When they intervene, executives should budget resources in line with expected value creation at the level of individual business segments, since that’s where the opportunities to create value are. For example, one consumer-goods company analyzed the allocation of all its strategic resources by following the plans of close to 100 business segments (Exhibit 3). Plotting the resource investments against the expected value of each segment’s business plan in a resource-productivity chart, executives found that some segments with very strong value potential were allocated very limited resources, while some of the largest investments were made in segments that returned much less value per dollar of resources spent. How much of their resources should be reallocated to the more productive segments depends on how much those segments can invest at the same attractive returns—and whether lower investments in the less productive segments might lead to significantly lower or negative returns. But a company’s executives should be aware of such large differences in resource productivity and investigate whether a reallocation of resources could lead to higher value creation for the company as a whole.

The activities where companies allocate the most resources aren’t necessarily where they create the most value.
The activities where companies allocate the most resources aren’t necessarily where they create the most value.

Gaining acceptance for intervention

Naturally, executives will need to explain the benefits of selective intervention to skeptical line managers—it creates more value for the company as a whole and enables a more fact-based and meaningful dialogue about planning and performance. By turning the conversation away from one largely about changes in growth and earnings to one that includes concrete initiatives and their impact on market share, gross margin, and capital turnover, managers will have more opportunities to develop new businesses, exit less attractive markets, and initiate promising R&D projects on their true merits.

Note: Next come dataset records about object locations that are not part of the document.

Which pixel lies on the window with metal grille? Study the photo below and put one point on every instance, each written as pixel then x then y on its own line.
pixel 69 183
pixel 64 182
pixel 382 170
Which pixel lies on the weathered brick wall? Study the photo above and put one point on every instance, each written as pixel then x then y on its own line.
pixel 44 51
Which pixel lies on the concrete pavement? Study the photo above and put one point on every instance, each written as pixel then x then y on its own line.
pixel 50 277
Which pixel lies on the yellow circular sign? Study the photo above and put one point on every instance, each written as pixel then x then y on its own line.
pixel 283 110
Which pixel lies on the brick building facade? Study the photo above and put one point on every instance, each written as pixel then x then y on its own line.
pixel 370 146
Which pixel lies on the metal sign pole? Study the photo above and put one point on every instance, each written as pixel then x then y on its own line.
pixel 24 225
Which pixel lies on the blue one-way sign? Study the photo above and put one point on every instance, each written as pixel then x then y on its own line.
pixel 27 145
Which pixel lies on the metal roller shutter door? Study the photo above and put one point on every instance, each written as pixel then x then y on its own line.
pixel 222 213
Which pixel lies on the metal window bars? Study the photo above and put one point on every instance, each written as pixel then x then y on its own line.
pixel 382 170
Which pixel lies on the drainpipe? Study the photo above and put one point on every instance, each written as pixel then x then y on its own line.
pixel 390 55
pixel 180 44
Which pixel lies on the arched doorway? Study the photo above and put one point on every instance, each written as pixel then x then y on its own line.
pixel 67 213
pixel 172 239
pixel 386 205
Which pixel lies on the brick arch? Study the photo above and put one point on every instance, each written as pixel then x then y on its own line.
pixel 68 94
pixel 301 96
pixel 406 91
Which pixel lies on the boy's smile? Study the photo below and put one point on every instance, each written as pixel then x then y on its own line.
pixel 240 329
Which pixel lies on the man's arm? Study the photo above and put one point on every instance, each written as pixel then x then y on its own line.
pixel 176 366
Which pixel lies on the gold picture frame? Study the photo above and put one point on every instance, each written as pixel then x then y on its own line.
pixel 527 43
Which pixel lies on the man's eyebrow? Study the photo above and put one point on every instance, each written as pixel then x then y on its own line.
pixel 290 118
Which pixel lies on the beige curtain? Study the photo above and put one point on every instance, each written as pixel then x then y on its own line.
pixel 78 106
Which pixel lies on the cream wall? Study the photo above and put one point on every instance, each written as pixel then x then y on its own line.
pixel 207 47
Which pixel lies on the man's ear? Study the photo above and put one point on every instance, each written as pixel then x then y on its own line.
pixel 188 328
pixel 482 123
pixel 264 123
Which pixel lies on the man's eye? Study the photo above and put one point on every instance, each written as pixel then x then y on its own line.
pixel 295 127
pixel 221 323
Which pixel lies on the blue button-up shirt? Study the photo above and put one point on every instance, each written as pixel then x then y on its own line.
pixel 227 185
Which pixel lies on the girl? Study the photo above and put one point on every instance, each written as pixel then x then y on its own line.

One of the benefits of doing this well is that it allows line managers to fully understand where their businesses create value and how much they create relative to other businesses and activities in the company. When managers can see which trade-offs are being made and why, it’s easier to get behind allocation and budgeting decisions—and harder to be defensive. It’s also easier to see that this kind of selective intervention doesn’t mean executives are micromanaging the company’s businesses; when confronted with detailed information from so many business segments, micromanaging would hardly be feasible anyway, and it certainly would not be productive. What counts is that information is transparent so that executives can intervene when and where needed.

A second advantage of managing at this level of detail is that it allows managers to tailor a package of incentives and compensation that reflects what each unit is expected to accomplish. Instead of rewarding just top-line growth, they can combine measures of growth with, for example, increases in market share. Instead of rewarding just earnings targets, they might consider earnings growth combined with targets for specific components, such as gross margin or R&D spending.

Executives who manage at the level of a few divisions are more likely to be blinded by averages of top-line growth, economic profit, and ROIC. A more fine-grained review of what drives performance and growth at the level of 50 or more business segments can help.